The spurious relationship is said to have occurred if the statistical summaries are indicating that two variables are related to each other when in fact there is no theoretical relationship between two variables. It often happens in time series data and there are many well-known examples of spurious correlation in time series data as well. For example, Yule (1926) observed strong relationship between marriages in church and the mortality rate in UK data. Obviously, it is very hard to explain that how the marriages in church can possibly effect the mortality, but the statistics says one variable has very strong correlation with other. This is typical example of spurious regression. Yule (1926) thought that this happens due to missing third variable.
This term spurious correlation was invented on or before 1897 i.e. in less than 15 years after invention of regression analysis. In 1897, Karl Pearson wrote a paper entitled, ‘Mathematical Contributions to the Theory of Evolution: On a Form of Spurious Correlation Which May Arise When Indices Are Used in the Measurement of Organs’. The title indicates the terms spurious regression was known at least as early as 1897, and it was observed in the data related to measurement of organs.
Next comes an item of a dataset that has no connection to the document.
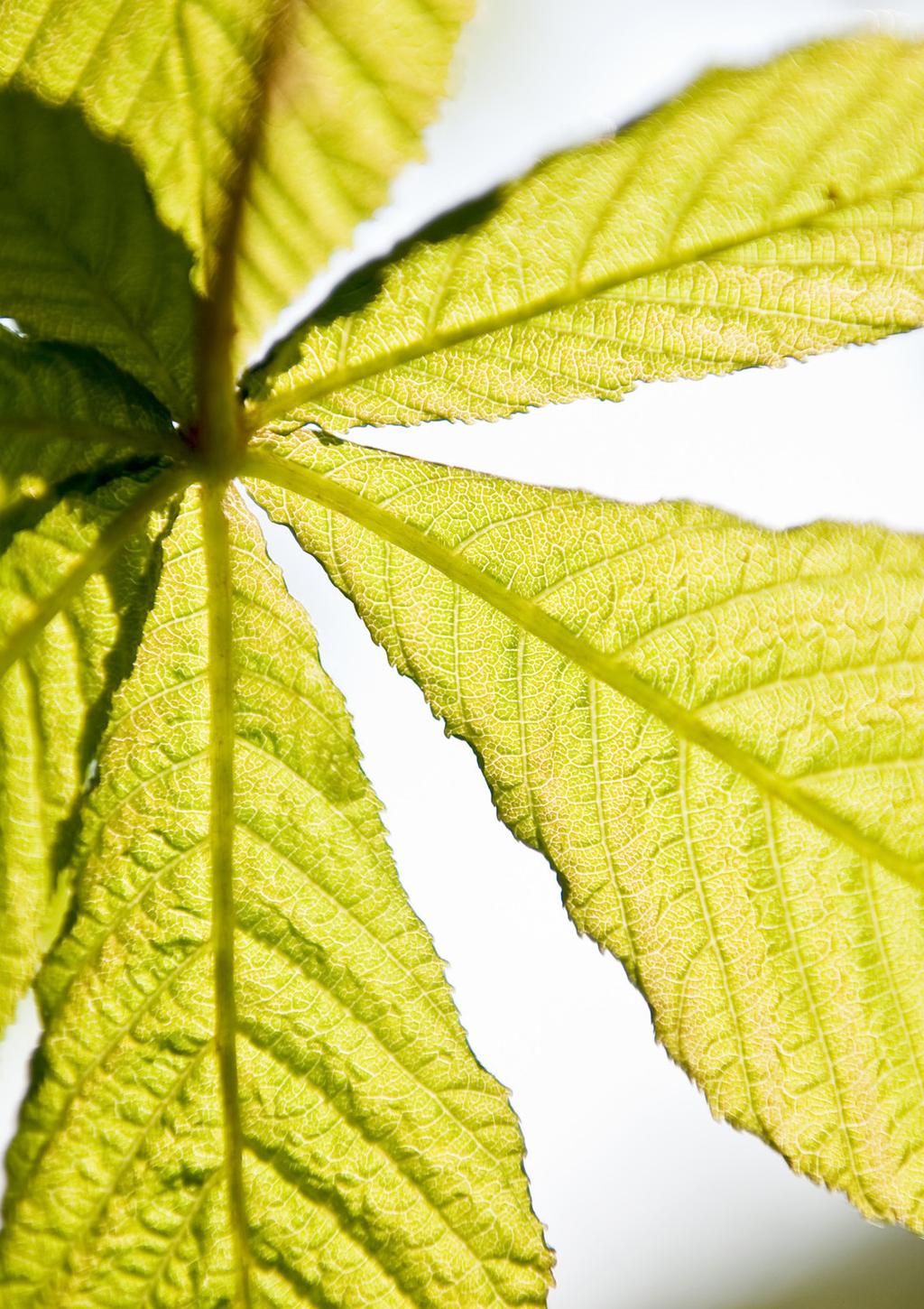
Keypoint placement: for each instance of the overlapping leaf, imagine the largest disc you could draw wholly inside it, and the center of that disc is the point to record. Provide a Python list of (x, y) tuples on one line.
[(69, 427), (345, 89), (375, 1163), (83, 255), (764, 214), (715, 733)]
The reason for this spurious correlation was use of indices. In next 20 years, many reasons for spurious correlation were unveiled with the most popular being missing third variable. This means if X is a cause of Y and X is also a cause of Z, but Y and Z are not directly associated. If you regress Y on Z, you will find spurious regression.
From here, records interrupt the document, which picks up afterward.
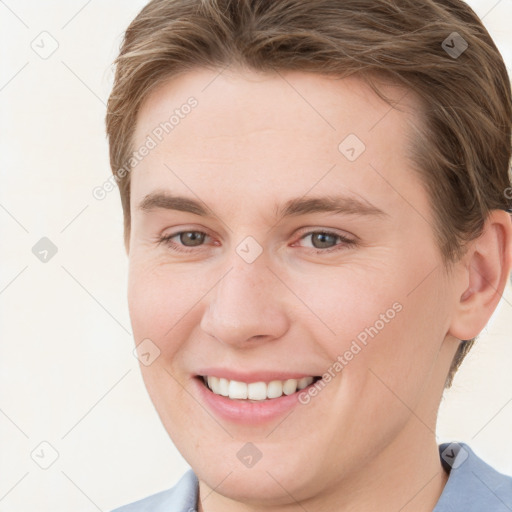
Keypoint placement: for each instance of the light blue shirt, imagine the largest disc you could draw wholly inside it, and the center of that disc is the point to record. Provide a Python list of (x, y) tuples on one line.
[(473, 486)]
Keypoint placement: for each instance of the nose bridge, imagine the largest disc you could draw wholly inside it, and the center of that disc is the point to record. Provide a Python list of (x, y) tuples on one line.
[(245, 304)]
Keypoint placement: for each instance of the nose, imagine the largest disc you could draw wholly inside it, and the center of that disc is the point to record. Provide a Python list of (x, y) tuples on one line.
[(246, 307)]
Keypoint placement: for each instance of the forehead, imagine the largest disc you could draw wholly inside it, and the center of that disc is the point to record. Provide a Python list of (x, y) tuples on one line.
[(288, 133)]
In 1974, Granger and Newbold (Granger won noble prize later) found that two non-stationary series may also yield spurious results even if there is no missing variable. This finding only added another reason to the possible reasons of spurious regression. Neither this finding can be used to argue that the non-stationarity is one and only reason of spurious regression nor this can be used to argue that the spurious regression is time series phenomenon. However, unfortunately, the economists adapted the two misperception. First, they thought that spurious regression is time series phenomenon and secondly, although not explicitly stated, it appears that the economists assume that the non-stationarity is the only cause of spurious regression. Therefore, although not explicitly stated, most of books and articles discussing the spurious regression, discuss the phenomenon in the context of non-stationary time series.
Granger and his coauthors in 1998 wrote a paper entitled “Spurious regressions with stationary series”, in which they show that spurious regression can occur in the stationary data. Therefore, they clear one of the common misconception that the spurious regression is only due to non-stationarity, but they were themselves caught in the second misconception that the spurious regression is time series phenomenon. They define spurious regression as “A spurious regression occurs when a pair of independent series but with strong temporal properties, are found apparently to be related according to standard inference in an OLS regression”. The use of term temporal properties implies that they assume the spurious regression to be time series related phenomenon. But a 100 years ago, Pearson has shown the spurious regression a cross-sectional data.
The unit root and cointegration analysis were developed to cope with the problem of spurious regression. The literature argues that spurious regression can be avoided if there is cointegration. But unfortunately, cointegration can be defined only for non-stationary data. What is the way to avoid spurious regression if the underlying are stationary? The literature is silent to answer this question.
Pesaran et al (1998) developed a new technique ‘ARDL Bound Test’ to test the existence of level relationship between variables. People often confuse the level relationship with cointegration and the common term used for ARDL Bound test is ARDL cointegration, but the in reality, this does not necessarily imply cointegration. The findings of Bound test are more general and imply cointegration only under certain conditions. The ARDL is capable of testing long run relationship between pair of stationary time series as well as between pair of non-stationary time series. However, the long run relationship between stationary time series cannot be termed as cointegration because by definition cointegration is the long run relationship between stationary time series.
In fact, ARDL bound test is a better way to deal with the spurious regression in stationary time series, but several misunderstandings about the test has restricted the usefulness of the test. We will discuss the use and features of ARDL in a future blog.